The Fair Work Act 2009 (Cth) provides an employer with the right to stand down an employee without pay where the employee cannot perform “useful work” in certain defined circumstances.
The consequences of stand downs can be severe as they deprive an employee of wages or, in some instances, redundancy benefits, which is why stand downs are generally temporary measures.
So how do you lawfully stand down an employee?
When can an employer legally stand down an employee?
An employer can stand down employees during periods where they cannot be usefully employed because of:
- industrial action (other than industrial action organised or engaged in by the employer);
- a breakdown of machinery or equipment, if the employer cannot reasonably be held responsible for the breakdown; or
- a stoppage of work for any cause for which the employer cannot reasonably be held responsible.
Employers will also need to check their employment contracts and enterprise agreements (if any). These documents may contain additional stand down rights or requirements before a stand down can be implemented. These additional requirements can include notice requirements or consultation requirements.
What constitutes a stoppage of work?
Stand downs have been used historically when an employer has been forced to close operations due to:
- industrial action; or
- machinery failures.
Where there is a stoppage of work for other reasons, an employer will need to establish that:
- the stoppage was for a reason that is genuinely beyond the reasonable control of the employer; and
- the employees could not have been usefully employed elsewhere.
In contrast, a government restriction which prohibits an employer from opening its stores may justify its exercise. However, the employer will also need to establish that it cannot redeploy each employee. Redeployment can include having the employee work:
- from home;
- at a different location; or
- in a different business operated by the employer.
What does “usefully employed” mean?
Whether or not an employee can be usefully employed is:
- a question of fact; and
- determined having regard to the circumstances faced by the employer and the nature of the employee’s role.
That being said, the Fair Work Act sets a high threshold for whether an employee can be “usefully employed“. An employer will not be able to stand down an employee from which they can obtain benefit or value for the work that could be performed by that employee.
An employer that wants to stand down an employee will need to lead evidence which demonstrates the connection between:
- the occurrence of a circumstance; and
- the absence of useful employment.
An employer should consider:
- the circumstances that led to the stoppage of work;
- whether or not they had any control over these circumstances; and
- whether the employee could be engaged to perform other work that may exist within the business.

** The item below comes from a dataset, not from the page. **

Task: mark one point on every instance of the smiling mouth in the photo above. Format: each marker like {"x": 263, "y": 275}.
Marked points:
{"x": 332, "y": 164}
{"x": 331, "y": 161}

Is there a need to give notice?
While there is no express statutory obligation to provide notice or consult with employees prior to a stand down, employers must:
- consider whether any notification or consultation obligations might be triggered under an enterprise agreement or employment contract; and
- check whether the terms of any consultation clause in a modern award would place an obligation on an employer to consult with employees ahead of any stand down.
For example, the consultation clause in the Clerks – Private Sector Award 2010 requires an employer to consult with employees in writing about any major workplace change. Where an employer makes a definite decision to make major changes in production, program, organisation, structure or technology that are likely to have “significant effects” on employees, the employer must:
- notify employees of the changes;
- discuss with affected employees the introduction of the changes, their likely effect on employees and measures to avoid or reduce the adverse effects of the changes on employees;
- commence discussions as soon as practicable after a definite decision has been made.
Will leave entitlements accrue during a period of stand down?
If you stand down an employee, they will continue to accrue leave during the stand down period.
This is due to section 22 of the Fair Work Act which provides that a period during which an employee is stood down:
- is counted as a period of service; and
- does not break an employee’s continuous service with his or her employer.
However, the position in relation to long service leave depends upon the laws that apply in the state or territory in which the employee performs works.
Alternative measures before standing down an employee
Consider alternative ways of working
Consider changing your business operations so employees can be usefully employed.
Reduce leave balances
Consider inviting employees to take accrued annual leave and, if need be, directing them to so do.
Seek expressions of interest for reduced hours, pay or other entitlements
Consider seeking expressions of interest for reduced hours, pay or other entitlements from employees (whether they are full time, part time or casual). Some employees will welcome the ability to drop one day per week or one shift if that results in the business staying afloat during a downturn. Others will be content to take a pay cut if it means they can avoid redundancy.
Cut bonuses and reduce executive remuneration
It may be an unpopular step but saying no to bonuses and salary increases is an easy option to reduce your wage bill.